Leaders Vs Millennials - Who’s Changing Who?

Attitudes toward work are changing. Younger people entering the workplace want different things than people did a generation ago.

They expect different opportunities from their employers, and they want to work differently than their employers want them to. As leaders, we have to ask ourselves, will we change or will they?

The millennials aren’t exactly new anymore, but their influence on the workplace is - and it’s mixed. The millennial generation of workers is more educated, tech savvy, and prepared than ever before.

In preparing for work, however, they have been coached, taught, protected, and academically shielded from the real world. While they offer speed and global access to information, they come across as impatient and insolent. While they yearn for interesting projects and more free time, they are labeled as entitled and impractical.
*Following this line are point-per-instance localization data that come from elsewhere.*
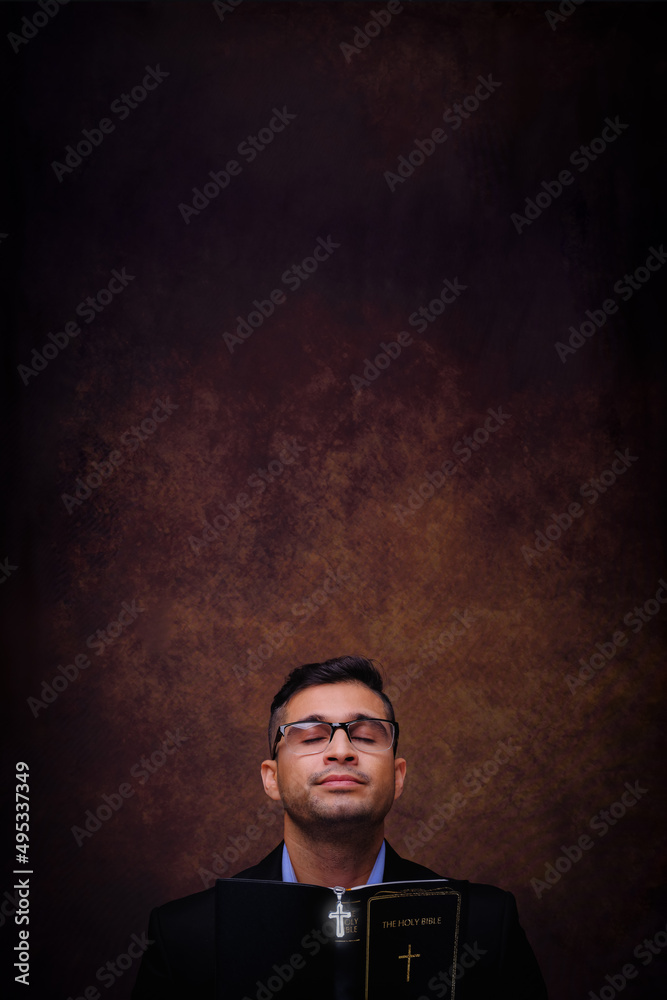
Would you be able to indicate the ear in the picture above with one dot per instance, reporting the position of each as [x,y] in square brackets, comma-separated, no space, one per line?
[270,779]
[400,765]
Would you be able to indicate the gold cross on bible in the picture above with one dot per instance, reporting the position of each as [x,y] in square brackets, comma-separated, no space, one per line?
[409,957]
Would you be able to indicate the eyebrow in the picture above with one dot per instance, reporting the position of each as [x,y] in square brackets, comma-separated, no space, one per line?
[320,718]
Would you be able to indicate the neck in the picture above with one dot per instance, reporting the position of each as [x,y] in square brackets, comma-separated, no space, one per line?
[347,860]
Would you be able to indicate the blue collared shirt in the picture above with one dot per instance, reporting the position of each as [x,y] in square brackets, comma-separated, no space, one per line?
[375,876]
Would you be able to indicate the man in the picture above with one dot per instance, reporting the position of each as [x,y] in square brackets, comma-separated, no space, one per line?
[333,766]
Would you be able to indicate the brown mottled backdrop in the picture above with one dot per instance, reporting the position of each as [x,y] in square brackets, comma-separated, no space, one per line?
[361,538]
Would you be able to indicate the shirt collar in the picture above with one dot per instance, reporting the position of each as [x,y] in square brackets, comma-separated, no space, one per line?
[376,875]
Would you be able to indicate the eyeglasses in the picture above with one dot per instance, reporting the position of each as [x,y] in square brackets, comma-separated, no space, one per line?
[369,735]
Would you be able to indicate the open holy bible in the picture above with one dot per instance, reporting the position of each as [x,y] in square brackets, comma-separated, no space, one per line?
[373,942]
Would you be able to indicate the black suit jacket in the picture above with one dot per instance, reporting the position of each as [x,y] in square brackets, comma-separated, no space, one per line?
[497,961]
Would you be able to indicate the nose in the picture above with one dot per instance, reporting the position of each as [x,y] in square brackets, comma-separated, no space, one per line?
[340,747]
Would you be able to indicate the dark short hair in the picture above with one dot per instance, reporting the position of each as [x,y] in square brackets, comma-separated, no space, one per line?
[334,671]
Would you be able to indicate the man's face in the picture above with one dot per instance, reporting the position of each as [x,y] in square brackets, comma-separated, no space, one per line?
[339,784]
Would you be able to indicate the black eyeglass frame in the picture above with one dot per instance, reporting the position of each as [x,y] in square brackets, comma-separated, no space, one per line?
[334,726]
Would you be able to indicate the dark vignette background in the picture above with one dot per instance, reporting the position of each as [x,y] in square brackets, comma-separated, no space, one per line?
[209,645]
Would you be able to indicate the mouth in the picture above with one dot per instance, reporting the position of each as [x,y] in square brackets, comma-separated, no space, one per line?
[340,781]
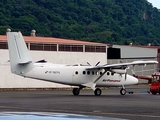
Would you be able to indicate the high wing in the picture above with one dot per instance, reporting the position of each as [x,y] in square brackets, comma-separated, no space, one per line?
[122,65]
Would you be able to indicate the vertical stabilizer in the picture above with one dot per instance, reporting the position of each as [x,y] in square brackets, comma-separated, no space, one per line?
[20,58]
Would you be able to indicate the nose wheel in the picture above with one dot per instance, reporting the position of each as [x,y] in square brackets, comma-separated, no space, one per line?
[123,91]
[76,91]
[97,92]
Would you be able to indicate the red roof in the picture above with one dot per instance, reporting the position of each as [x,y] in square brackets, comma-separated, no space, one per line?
[36,39]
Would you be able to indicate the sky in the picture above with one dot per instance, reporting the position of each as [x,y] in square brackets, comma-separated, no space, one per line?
[155,3]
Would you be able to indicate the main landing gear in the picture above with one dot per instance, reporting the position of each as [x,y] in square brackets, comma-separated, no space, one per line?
[76,91]
[97,91]
[123,91]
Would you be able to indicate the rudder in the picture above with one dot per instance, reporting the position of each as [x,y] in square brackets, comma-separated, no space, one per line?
[20,58]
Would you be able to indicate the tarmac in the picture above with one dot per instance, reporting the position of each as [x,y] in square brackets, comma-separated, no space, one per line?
[141,105]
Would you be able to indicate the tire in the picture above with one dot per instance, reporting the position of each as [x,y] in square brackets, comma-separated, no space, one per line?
[76,91]
[123,91]
[154,93]
[97,92]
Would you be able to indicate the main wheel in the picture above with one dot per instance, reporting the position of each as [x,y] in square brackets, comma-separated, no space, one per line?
[154,93]
[97,92]
[76,91]
[123,91]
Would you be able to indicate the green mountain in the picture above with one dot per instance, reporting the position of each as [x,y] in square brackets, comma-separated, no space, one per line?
[106,21]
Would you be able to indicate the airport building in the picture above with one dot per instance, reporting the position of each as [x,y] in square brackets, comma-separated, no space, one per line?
[64,51]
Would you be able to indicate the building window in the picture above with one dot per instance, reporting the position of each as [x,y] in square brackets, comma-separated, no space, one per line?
[73,48]
[89,48]
[43,47]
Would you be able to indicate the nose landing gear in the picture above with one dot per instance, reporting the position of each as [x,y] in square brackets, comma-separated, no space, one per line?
[123,91]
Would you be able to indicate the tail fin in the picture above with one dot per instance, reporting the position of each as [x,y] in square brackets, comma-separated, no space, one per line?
[20,58]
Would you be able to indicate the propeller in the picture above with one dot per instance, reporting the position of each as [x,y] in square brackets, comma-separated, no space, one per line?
[97,63]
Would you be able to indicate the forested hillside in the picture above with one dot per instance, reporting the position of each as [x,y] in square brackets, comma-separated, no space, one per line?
[106,21]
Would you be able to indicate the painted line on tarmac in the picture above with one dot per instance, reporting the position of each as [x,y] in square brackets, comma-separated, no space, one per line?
[97,112]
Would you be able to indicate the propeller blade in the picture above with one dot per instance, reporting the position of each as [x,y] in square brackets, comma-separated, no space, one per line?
[97,63]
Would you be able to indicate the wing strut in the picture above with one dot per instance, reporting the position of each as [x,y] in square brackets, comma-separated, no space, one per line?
[93,83]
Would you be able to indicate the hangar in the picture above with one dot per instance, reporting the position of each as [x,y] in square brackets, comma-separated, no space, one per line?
[64,51]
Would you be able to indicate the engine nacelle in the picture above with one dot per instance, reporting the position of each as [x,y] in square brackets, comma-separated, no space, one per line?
[119,71]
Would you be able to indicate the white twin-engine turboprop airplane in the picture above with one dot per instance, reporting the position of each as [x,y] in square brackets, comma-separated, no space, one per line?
[108,75]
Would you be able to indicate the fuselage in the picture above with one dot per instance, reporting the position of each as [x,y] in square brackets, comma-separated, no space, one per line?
[78,75]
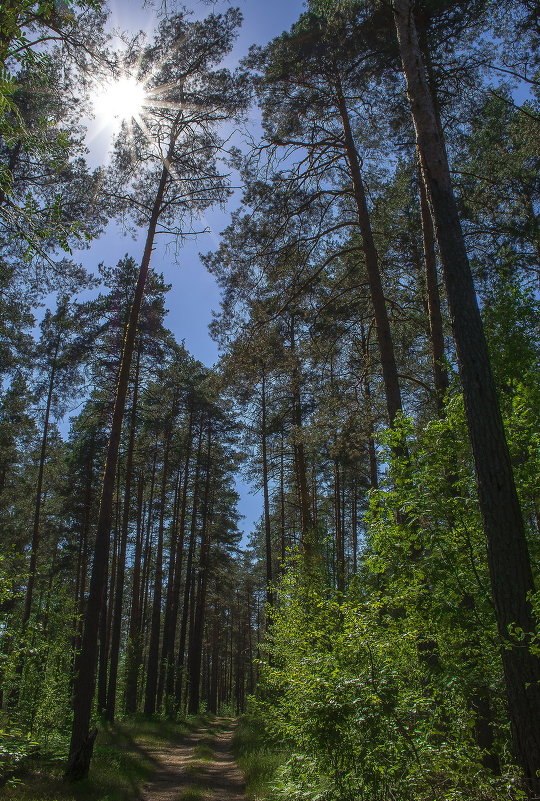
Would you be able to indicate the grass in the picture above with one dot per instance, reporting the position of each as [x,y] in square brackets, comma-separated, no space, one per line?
[257,757]
[119,768]
[192,794]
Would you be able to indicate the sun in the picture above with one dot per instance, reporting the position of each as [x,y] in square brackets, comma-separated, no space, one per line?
[120,100]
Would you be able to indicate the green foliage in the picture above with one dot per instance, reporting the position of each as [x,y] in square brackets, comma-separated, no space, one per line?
[375,692]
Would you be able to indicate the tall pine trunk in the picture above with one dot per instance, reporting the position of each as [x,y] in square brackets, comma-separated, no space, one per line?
[508,558]
[82,741]
[382,323]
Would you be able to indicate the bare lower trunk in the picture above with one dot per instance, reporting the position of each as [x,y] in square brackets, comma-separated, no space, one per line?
[80,749]
[508,558]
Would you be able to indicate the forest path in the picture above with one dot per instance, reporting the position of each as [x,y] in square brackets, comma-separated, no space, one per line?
[200,768]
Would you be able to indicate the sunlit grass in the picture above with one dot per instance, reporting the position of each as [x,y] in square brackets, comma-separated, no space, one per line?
[119,768]
[257,758]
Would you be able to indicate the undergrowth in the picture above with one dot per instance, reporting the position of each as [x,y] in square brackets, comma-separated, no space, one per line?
[257,756]
[120,766]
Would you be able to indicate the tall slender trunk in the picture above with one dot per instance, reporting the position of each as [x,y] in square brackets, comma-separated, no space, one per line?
[382,323]
[188,579]
[171,621]
[134,646]
[508,558]
[155,626]
[266,503]
[121,563]
[199,605]
[436,331]
[173,538]
[339,539]
[82,742]
[36,528]
[306,519]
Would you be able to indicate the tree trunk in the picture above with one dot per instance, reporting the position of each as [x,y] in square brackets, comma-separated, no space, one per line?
[155,625]
[188,579]
[80,749]
[116,627]
[134,645]
[171,621]
[199,603]
[382,323]
[508,558]
[267,530]
[440,373]
[36,534]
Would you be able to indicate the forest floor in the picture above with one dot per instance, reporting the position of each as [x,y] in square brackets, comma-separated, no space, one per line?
[144,760]
[201,768]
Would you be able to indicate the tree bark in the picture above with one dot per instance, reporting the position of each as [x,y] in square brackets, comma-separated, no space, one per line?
[155,625]
[508,558]
[199,603]
[80,749]
[267,530]
[382,323]
[36,533]
[436,331]
[121,565]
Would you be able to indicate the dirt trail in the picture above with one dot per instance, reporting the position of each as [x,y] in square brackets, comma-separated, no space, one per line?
[182,772]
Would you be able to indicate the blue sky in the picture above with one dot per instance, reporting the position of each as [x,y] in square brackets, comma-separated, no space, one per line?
[194,293]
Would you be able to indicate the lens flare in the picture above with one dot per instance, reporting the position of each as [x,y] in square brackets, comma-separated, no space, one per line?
[119,100]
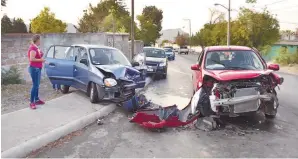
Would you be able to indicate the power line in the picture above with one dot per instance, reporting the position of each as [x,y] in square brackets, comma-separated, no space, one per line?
[296,23]
[275,2]
[285,8]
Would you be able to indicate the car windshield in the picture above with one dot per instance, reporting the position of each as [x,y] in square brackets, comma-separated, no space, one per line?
[152,52]
[168,49]
[233,60]
[106,56]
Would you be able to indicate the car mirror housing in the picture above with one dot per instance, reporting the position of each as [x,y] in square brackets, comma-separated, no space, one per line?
[195,67]
[274,67]
[134,64]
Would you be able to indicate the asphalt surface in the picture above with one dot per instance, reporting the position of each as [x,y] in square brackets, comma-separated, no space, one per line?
[241,137]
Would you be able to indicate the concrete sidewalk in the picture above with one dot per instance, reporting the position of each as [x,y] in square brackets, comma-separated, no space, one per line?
[26,130]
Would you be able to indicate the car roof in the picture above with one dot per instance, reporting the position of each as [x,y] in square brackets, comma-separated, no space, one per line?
[147,47]
[93,46]
[227,48]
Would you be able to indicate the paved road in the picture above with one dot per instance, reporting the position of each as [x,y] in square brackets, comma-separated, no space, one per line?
[242,137]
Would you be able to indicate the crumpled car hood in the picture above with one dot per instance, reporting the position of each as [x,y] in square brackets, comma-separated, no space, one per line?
[157,60]
[119,71]
[226,75]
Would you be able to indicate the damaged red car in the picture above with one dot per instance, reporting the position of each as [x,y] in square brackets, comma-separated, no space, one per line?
[233,81]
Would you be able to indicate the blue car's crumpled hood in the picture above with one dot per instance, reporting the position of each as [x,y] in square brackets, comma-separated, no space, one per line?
[121,71]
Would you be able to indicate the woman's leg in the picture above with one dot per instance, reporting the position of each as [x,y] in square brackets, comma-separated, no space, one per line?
[33,74]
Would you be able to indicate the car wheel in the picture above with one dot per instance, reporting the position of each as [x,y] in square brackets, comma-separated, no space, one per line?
[64,89]
[93,93]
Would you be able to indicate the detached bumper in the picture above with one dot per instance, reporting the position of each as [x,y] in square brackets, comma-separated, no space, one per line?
[117,93]
[156,70]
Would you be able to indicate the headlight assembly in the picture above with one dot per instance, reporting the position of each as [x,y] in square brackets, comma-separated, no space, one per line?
[110,82]
[162,64]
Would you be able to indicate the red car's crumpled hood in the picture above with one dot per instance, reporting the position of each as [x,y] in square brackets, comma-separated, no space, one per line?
[226,75]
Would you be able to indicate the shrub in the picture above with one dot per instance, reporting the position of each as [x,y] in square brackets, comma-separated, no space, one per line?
[10,76]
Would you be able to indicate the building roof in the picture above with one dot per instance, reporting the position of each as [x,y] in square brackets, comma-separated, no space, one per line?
[227,48]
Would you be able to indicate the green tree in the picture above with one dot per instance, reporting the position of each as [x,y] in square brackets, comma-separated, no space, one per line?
[6,24]
[96,18]
[18,26]
[46,22]
[288,33]
[164,42]
[262,28]
[181,40]
[150,24]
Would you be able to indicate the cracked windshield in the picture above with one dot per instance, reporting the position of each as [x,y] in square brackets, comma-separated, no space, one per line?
[149,79]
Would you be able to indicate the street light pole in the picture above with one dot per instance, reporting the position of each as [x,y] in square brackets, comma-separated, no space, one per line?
[229,24]
[229,20]
[132,29]
[189,23]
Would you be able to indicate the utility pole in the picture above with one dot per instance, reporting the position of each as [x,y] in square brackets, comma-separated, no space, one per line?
[189,23]
[113,19]
[229,20]
[229,24]
[132,29]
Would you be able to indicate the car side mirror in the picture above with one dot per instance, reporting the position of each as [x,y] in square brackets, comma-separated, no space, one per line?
[195,67]
[134,64]
[274,67]
[84,61]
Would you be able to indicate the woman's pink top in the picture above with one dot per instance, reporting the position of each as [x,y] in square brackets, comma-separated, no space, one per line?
[38,55]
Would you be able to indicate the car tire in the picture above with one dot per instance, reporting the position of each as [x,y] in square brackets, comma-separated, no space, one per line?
[64,89]
[93,93]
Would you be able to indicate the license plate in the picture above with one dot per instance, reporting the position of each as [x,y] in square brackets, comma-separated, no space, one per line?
[150,69]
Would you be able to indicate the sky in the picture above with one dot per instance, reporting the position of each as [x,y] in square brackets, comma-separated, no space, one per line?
[174,11]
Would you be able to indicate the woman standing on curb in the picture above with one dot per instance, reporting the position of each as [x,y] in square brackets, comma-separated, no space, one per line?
[35,60]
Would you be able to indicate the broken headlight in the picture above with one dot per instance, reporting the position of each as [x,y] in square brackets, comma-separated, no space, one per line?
[110,82]
[162,64]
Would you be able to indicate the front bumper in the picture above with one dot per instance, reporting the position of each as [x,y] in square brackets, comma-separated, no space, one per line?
[245,101]
[156,70]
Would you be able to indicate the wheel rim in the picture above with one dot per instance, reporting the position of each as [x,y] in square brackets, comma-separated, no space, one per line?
[91,92]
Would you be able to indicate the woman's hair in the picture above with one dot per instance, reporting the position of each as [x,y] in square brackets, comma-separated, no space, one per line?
[35,38]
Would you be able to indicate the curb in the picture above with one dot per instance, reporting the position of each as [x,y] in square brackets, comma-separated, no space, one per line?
[33,144]
[44,139]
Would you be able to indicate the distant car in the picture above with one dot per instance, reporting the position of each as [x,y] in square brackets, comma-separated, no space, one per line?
[170,53]
[104,73]
[156,61]
[183,50]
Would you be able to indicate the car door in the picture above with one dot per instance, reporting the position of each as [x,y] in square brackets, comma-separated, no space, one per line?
[81,70]
[58,68]
[197,74]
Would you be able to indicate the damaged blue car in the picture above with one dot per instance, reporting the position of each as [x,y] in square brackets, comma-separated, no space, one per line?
[104,73]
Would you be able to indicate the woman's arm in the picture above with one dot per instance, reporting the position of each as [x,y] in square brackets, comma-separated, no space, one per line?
[33,59]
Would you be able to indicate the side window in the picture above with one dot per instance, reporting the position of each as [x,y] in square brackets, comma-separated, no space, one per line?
[83,56]
[60,52]
[50,52]
[70,54]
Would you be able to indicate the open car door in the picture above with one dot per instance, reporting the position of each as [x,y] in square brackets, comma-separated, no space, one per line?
[59,64]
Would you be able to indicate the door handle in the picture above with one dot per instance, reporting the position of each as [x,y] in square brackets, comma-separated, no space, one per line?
[52,65]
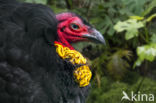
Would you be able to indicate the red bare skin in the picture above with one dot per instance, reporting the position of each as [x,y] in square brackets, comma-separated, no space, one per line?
[67,32]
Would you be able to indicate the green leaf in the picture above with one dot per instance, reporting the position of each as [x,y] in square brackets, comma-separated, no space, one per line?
[153,38]
[146,52]
[131,27]
[149,8]
[151,17]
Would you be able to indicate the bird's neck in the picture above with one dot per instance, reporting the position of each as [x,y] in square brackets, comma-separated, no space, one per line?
[62,40]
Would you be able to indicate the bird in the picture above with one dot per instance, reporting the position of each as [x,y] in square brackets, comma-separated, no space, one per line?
[38,63]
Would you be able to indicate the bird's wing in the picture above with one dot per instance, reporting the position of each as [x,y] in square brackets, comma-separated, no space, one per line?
[30,69]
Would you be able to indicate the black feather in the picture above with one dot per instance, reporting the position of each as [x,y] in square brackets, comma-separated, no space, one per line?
[30,69]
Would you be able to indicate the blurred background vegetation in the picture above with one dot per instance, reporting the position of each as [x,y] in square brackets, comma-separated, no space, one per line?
[127,62]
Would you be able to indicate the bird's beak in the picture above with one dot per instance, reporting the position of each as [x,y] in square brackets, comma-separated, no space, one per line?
[95,36]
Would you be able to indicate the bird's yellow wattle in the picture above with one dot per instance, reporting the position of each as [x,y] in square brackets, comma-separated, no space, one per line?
[81,74]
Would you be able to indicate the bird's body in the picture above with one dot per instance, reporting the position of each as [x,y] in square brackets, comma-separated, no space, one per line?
[31,71]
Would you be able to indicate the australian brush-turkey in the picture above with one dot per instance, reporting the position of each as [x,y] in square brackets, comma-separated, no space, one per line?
[38,64]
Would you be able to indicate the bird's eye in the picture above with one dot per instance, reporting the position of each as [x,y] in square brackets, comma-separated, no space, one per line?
[75,26]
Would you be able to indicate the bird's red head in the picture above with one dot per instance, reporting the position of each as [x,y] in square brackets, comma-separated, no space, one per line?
[72,28]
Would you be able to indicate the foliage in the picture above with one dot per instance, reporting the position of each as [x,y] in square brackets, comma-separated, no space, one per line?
[131,26]
[111,91]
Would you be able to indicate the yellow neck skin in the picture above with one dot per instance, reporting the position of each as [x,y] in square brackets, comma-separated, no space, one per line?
[81,74]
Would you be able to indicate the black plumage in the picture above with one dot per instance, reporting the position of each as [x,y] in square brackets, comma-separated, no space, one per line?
[30,69]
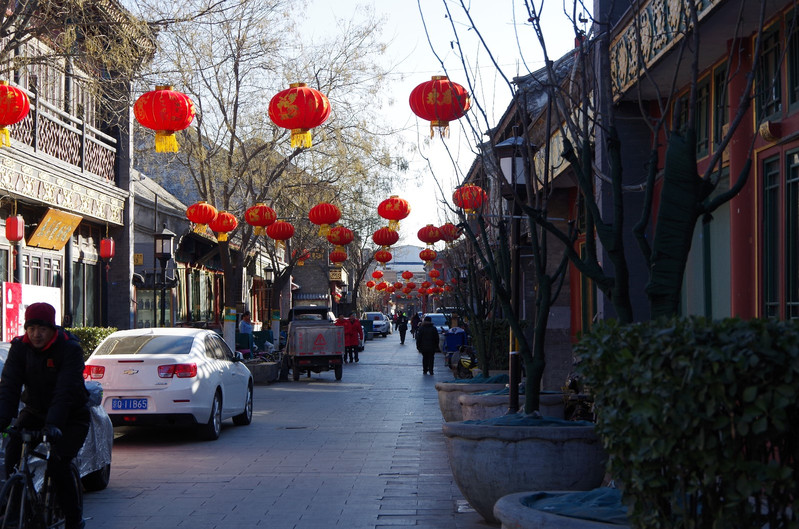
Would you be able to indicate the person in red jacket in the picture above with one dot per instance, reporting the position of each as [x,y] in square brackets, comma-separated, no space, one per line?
[353,334]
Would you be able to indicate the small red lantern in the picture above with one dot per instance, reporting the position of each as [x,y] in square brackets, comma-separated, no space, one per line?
[165,111]
[323,215]
[469,197]
[427,255]
[259,216]
[338,255]
[201,214]
[223,224]
[280,231]
[340,236]
[429,234]
[15,228]
[14,106]
[449,232]
[299,108]
[440,101]
[107,248]
[385,237]
[394,209]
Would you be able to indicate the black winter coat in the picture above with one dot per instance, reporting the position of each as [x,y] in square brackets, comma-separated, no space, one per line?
[53,380]
[427,338]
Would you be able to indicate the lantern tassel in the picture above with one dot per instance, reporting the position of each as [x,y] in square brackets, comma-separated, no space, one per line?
[301,138]
[165,141]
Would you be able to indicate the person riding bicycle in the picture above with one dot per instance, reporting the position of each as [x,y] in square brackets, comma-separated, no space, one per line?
[48,362]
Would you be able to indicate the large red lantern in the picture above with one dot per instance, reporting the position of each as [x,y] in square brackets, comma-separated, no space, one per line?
[394,209]
[340,236]
[259,216]
[440,101]
[165,111]
[429,234]
[323,215]
[427,255]
[15,228]
[385,237]
[299,108]
[201,214]
[469,197]
[223,224]
[280,231]
[14,106]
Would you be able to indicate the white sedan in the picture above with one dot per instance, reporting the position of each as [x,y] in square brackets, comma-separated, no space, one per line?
[166,376]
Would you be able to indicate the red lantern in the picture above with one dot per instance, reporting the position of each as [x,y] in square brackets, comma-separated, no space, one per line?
[449,232]
[260,216]
[201,214]
[338,255]
[299,108]
[280,231]
[107,248]
[429,234]
[427,255]
[15,228]
[323,215]
[385,237]
[440,101]
[14,106]
[469,197]
[165,111]
[394,209]
[340,236]
[223,223]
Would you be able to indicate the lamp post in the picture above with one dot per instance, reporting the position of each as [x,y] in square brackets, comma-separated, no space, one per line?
[164,250]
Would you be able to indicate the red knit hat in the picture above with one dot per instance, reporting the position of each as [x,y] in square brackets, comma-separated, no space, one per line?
[40,314]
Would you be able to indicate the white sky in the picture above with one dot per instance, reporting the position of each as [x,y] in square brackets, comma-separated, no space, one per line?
[416,63]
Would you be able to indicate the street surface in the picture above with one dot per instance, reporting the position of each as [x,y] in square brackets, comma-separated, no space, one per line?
[363,453]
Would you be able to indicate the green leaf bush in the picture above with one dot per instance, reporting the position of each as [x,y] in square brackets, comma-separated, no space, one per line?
[90,337]
[700,419]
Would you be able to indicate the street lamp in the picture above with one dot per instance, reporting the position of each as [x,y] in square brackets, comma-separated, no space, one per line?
[164,250]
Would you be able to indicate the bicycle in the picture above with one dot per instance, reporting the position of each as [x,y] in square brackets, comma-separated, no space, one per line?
[22,505]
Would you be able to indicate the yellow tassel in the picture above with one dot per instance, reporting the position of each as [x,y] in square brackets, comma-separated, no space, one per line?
[300,138]
[165,141]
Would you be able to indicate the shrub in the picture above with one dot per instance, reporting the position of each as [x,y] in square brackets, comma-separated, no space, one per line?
[700,419]
[90,337]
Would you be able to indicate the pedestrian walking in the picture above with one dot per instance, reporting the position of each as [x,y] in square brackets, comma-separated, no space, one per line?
[427,344]
[402,327]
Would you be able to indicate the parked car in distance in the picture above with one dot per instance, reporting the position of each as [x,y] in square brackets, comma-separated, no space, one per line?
[380,322]
[172,376]
[94,457]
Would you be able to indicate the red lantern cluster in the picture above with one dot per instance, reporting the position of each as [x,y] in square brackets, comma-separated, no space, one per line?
[440,101]
[300,109]
[165,111]
[14,106]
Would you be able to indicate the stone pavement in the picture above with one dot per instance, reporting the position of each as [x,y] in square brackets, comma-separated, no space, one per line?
[363,453]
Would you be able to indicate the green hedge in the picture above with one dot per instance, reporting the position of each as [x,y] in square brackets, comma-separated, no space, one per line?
[90,337]
[700,419]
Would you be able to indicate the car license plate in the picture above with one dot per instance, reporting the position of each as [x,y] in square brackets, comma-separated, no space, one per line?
[128,404]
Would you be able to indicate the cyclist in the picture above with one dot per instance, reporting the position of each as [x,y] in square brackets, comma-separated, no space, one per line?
[48,361]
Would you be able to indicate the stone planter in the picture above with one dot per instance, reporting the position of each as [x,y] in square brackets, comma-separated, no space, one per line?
[476,407]
[448,393]
[489,461]
[514,512]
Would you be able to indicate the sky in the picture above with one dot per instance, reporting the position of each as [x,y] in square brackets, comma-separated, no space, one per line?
[439,165]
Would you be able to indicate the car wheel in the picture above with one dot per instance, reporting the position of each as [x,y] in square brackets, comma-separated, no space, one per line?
[97,480]
[210,431]
[245,417]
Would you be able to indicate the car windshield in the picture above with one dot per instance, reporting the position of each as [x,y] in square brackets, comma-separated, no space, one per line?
[147,344]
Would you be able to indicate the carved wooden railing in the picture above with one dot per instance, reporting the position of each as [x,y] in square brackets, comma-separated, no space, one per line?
[67,138]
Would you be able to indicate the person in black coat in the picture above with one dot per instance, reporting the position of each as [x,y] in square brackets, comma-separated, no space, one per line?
[427,344]
[48,362]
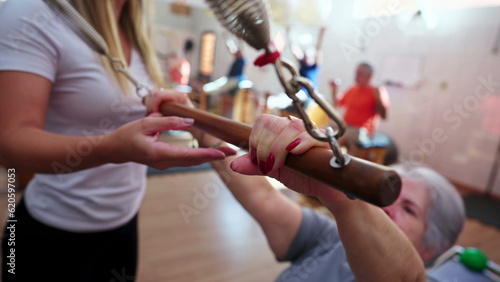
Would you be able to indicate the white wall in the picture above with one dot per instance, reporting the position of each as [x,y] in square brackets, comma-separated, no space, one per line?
[456,57]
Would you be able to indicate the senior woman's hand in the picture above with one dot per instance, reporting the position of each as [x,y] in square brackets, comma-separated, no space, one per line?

While they crave direction and feedback, they are perceived as unimaginative and needy.

Leaders can complain about millennial workers all they want, but they are here to stay and savvy leaders will be on the forefront of change rather than scramble to catch up. At the same time, millennials need to better adapt to the workplace as well, and leaders can help them do that.

How Will The New Generation Of Workers Change Today’s Leaders?

Millennials are making the workplace a much more pleasant place to be. While modern work motivation theories have already called upon leaders to make work more fulfilling for employees, millennials are furthering this trend. They refuse to settle for menial work. Instead, they move on when they feel bored or stagnant. This is evidenced by the lower median job tenure for millennials of two to three years - quite a bit lower than for other generations.

Flexibility and work-life balance have also gained momentum in recent years, but the millennials are taking it to the next level. Leaders will have to be more responsive to workers’ demands for flexibility and work-life balance or they will lose the best people. In fact, lack of flexibility is the number one reason millennials quit jobs today.

Millennials also want more praise and rewards for jobs well done. While their reputation for wanting trophies for just showing up often generates chuckles among leaders, their quest for recognition isn’t all bad. The rest of us are benefiting from employee recognition programs as well, and company profits are too. What leader wouldn’t see this as a positive change?

How Will Today's Leaders Change The New Generation Of Workers?

On the other hand, let’s face it; many of the millennials’ demands are impractical. The workplace can only bend so far to accommodate individual desires for pleasant, self-fulfilling, interesting, rewarding work that fits conveniently around leisure and family time. There’s only so far we can indulge employees before profits erode to an unsustainable level.  At some point, the millennials will have to learn to endure hardship to survive in the cutthroat world economy and today’s leaders need to teach them how.

Leaders have the ability to help the new generation of workers be more independent and need less feedback and direction to get their work done. Leaders can help millennials develop the resilience to get through boring and unpleasant circumstances because they are inherent in work life. Leaders can also help millennials bounce back from failures and not depend on rewards and recognition to get them through the day.

Who’s Right?

Are millennials too entitled and demanding? Or is it that we leaders are too stuck in our old ways of thinking that we can’t come up with ways to make work more flexible and fulfilling? There’s a case on both sides, but let’s take the best of both worlds, not the worst, and lead positive change for the workforce.